As convenience becomes paramount in the medical care setting, there's virtually no doubt that we're going to see Teladoc's subscriber count rise. Remember, telemedicine visits are actually a win for all parties involved, with physicians potentially able to squeeze more patients into their schedule and insurers having to outlay less money given that telemedicine visits tend to be cheaper than in-office consultations.

In sum, a sustained 20% growth rate throughout the 2020s isn't out of the question.

A doctor using a tablet to show important information to a patient.

Image source: Getty Images.

Livongo Health

No list of revolutionary healthcare stocks would be complete without mentioning the red-hot Livongo Health (NASDAQ:LVGO), which has bounced more than 200% off of its March lows.

What sets this healthcare solutions provider apart from its competition is the way it's tackling its objective of helping patients with chronic conditions live healthier lives. Livongo is aggregating copious amounts of data from its patients and utilizing artificial intelligence to provide practical tips and helpful nudges that'll incite behavioral changes in these members. According to a May 2020 presentation from the company, more than 40% of patients receiving these "nudges" have found them helpful in staying on top of their disease.

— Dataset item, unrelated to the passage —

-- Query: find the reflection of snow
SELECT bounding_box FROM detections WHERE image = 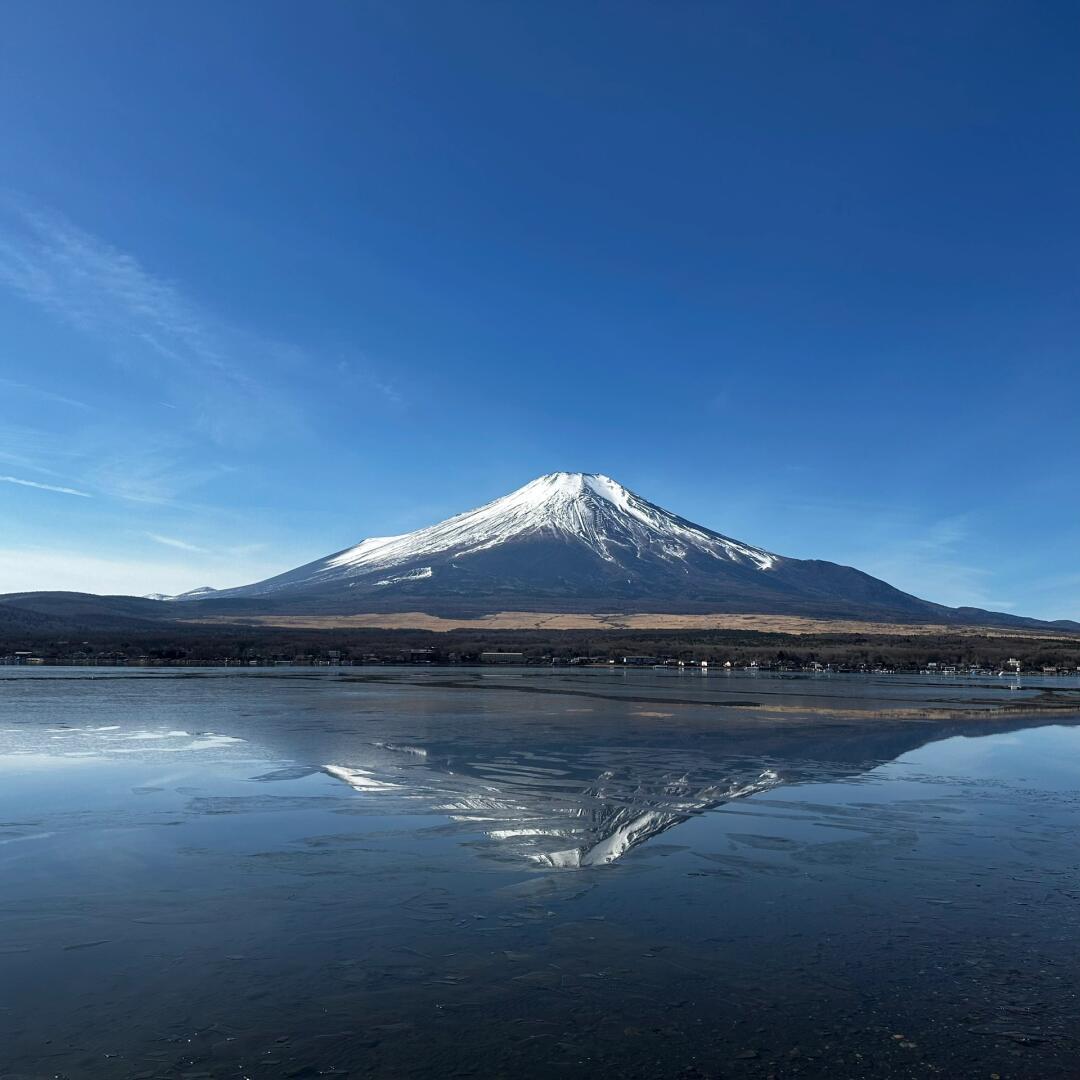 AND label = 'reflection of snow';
[323,765,399,792]
[535,769,781,867]
[323,743,782,869]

Currently, Livongo is primarily focused on helping patients living with diabetes, though it has plans to branch out its solutions to include patients with hypertension, weight management issues, and prediabetes. For some context, there are 34.2 million diabetics in the U.S., along with close to 40 million people with hypertension and 88 million with prediabetes. Livongo's patient pool is constantly growing and more massive than you probably realize.

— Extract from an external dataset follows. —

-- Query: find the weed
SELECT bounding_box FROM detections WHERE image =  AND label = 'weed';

Of course, the greatest thing about Livongo Health from an investor's perspective is that it's already generated two consecutive quarterly profits despite having less than 1% of total diabetes market share (a little over 328,000 Diabetes members, relative to 34.2 million diabetics in the U.S.). If Livongo is generating nominal profits with sub-1% share, imagine what happens when it penetrates 5% or 10% of the diabetes market share, if not higher.